Databricks Unified Analytics Platform (UAP) is a cloud-based service for running all analytics in one place – from highly reliable and performant data pipelines to state-of-the-art Machine Learning. From the original creators of Apache Spark and MLflow, it provides data science and engineering teams ready to use pre-packaged clusters with optimized Apache Spark and various ML frameworks coupled with powerful collaboration capabilities to improve productivity across the ML lifecycle. Yada yada yada… But in addition to being a vendor Databricks is also a user of UAP.
So, what have we learned by eating our own dogfood?
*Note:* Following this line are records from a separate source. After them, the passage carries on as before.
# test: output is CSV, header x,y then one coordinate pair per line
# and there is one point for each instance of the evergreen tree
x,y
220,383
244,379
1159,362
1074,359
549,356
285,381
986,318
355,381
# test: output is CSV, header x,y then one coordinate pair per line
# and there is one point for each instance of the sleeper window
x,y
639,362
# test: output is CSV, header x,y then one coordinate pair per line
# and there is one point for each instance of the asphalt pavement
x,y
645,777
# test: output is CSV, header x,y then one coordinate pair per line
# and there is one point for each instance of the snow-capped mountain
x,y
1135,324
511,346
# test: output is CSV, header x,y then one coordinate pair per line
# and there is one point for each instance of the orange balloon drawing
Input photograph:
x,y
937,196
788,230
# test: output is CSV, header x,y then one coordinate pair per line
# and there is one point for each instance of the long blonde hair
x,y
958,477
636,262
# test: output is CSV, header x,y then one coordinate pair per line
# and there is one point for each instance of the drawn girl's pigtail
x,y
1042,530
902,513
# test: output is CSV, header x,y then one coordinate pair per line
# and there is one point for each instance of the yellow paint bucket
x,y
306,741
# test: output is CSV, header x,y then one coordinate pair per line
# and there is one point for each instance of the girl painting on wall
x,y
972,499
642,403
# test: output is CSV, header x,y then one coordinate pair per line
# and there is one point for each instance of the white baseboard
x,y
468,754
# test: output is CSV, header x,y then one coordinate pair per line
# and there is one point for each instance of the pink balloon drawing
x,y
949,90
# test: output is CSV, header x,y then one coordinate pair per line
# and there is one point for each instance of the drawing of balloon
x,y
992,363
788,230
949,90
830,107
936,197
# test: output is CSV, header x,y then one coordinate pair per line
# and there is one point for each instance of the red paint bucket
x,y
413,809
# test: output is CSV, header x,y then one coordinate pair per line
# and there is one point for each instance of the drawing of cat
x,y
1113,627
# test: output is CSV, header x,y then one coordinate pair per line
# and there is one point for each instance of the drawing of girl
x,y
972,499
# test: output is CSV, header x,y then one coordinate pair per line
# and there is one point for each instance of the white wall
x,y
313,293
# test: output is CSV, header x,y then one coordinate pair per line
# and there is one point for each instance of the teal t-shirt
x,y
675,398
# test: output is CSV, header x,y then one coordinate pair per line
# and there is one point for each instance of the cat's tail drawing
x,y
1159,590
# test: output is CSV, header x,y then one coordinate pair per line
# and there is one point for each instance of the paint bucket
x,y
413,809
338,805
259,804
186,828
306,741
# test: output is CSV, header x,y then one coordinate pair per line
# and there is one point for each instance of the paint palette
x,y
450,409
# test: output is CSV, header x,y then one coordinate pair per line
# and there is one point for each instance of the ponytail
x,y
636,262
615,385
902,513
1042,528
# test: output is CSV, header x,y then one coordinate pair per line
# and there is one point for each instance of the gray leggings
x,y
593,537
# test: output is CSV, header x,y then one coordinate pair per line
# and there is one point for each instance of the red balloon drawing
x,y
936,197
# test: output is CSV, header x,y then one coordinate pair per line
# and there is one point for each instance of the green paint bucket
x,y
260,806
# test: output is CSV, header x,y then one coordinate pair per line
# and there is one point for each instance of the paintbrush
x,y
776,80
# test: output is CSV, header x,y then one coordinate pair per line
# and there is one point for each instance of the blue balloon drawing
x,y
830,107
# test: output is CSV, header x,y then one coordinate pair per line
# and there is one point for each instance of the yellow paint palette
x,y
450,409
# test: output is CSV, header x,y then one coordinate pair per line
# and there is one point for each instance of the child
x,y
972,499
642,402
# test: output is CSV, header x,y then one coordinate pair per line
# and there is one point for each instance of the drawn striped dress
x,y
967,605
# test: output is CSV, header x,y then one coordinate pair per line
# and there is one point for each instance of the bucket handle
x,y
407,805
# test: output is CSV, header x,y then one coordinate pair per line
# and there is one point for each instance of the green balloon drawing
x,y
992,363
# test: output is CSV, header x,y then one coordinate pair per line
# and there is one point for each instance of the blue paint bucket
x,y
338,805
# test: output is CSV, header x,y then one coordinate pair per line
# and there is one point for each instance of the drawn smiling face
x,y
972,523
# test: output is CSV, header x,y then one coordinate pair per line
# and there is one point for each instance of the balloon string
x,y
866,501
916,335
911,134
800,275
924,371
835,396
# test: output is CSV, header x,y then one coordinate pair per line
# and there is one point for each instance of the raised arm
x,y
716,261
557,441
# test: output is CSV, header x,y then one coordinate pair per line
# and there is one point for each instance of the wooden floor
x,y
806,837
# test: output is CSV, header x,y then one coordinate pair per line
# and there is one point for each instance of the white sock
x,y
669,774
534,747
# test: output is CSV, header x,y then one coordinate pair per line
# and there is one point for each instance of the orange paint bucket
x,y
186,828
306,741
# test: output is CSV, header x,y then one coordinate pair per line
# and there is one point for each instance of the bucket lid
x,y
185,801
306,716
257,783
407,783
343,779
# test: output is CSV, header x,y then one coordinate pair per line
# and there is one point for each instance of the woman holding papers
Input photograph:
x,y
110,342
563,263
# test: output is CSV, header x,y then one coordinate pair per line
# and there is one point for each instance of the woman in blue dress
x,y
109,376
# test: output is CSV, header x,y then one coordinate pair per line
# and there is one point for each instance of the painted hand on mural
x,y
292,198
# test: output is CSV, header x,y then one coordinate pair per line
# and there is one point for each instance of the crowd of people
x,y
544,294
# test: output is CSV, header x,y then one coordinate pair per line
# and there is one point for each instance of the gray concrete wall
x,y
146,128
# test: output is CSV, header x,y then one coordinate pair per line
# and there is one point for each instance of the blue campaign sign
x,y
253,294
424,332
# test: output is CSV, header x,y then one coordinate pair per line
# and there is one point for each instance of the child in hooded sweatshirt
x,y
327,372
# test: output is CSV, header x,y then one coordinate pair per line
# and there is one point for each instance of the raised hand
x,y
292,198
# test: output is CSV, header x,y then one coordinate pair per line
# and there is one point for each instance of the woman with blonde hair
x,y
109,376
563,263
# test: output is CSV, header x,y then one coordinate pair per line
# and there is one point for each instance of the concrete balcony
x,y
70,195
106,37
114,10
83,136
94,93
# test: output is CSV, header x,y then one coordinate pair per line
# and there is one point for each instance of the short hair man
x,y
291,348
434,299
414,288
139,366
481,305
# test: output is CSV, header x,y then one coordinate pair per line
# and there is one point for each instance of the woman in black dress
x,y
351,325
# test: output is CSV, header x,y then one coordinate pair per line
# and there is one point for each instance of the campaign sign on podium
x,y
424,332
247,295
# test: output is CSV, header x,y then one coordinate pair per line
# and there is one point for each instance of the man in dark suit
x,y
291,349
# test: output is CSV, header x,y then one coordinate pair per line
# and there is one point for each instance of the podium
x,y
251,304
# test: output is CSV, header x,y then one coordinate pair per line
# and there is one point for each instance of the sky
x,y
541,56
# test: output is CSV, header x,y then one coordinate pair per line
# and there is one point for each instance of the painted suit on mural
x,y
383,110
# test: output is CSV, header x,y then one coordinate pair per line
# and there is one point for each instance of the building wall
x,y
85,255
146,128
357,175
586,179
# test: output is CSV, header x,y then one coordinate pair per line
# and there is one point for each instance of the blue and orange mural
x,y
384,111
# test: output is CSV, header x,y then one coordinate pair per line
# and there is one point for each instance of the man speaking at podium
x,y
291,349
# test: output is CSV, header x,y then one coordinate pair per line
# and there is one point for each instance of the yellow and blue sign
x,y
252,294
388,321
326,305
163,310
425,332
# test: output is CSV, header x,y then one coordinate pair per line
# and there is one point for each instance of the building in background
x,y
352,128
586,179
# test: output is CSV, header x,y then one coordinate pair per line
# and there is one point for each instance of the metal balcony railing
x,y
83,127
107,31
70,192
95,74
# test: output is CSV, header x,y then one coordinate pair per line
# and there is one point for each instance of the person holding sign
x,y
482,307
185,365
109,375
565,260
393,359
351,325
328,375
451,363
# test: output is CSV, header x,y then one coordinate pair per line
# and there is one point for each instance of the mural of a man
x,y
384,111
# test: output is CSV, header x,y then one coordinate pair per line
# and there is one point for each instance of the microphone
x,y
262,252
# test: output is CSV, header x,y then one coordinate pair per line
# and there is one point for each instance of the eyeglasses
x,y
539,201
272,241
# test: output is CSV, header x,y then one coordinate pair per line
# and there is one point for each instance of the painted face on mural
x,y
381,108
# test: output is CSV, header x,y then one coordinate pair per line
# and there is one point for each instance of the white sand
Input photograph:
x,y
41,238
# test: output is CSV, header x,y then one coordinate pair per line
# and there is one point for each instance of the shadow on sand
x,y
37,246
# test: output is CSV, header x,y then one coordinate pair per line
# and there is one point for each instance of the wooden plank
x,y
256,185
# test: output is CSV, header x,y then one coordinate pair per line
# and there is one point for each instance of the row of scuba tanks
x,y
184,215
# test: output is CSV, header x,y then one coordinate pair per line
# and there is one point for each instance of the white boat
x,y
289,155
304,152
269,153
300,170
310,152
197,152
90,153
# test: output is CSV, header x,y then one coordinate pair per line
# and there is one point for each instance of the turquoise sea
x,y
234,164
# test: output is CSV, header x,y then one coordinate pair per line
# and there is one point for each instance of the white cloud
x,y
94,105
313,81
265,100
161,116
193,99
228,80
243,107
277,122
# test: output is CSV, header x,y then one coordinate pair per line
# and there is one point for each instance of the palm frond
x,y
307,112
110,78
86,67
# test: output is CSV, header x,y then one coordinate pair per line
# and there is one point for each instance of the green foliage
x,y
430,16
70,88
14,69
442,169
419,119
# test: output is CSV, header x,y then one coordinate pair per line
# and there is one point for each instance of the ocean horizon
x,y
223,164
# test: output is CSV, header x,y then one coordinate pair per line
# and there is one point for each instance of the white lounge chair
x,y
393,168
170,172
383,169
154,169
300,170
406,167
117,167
Attend a “from the trenches report” from Suraj Acharya, Director Engineering responsible for Databricks’ in-house data engineering team how his team put Databricks technology to use, the lessons they have learned along the way and best practices for using Databricks for data engineering.
Suraj leads the Data team at Databricks, which is responsible for telemetry and analytics, and the internal platform for users of business and product data. Previously he’s lead Data and Infrastructure teams at Foursquare, Yahoo and BEA.
Xuan Wang is a data scientist/engineer at Databricks. He is working on building data products and ETL pipelines on top of Databricks’ Unified Analytic Platform and Apache Spark. Prior to joining Databricks, he was a postdoctoral researcher working on probabilistic models in random graphs and random medium. He received his Ph.D. in Statistics from The University of North Carolina at Chapel Hill in 2014.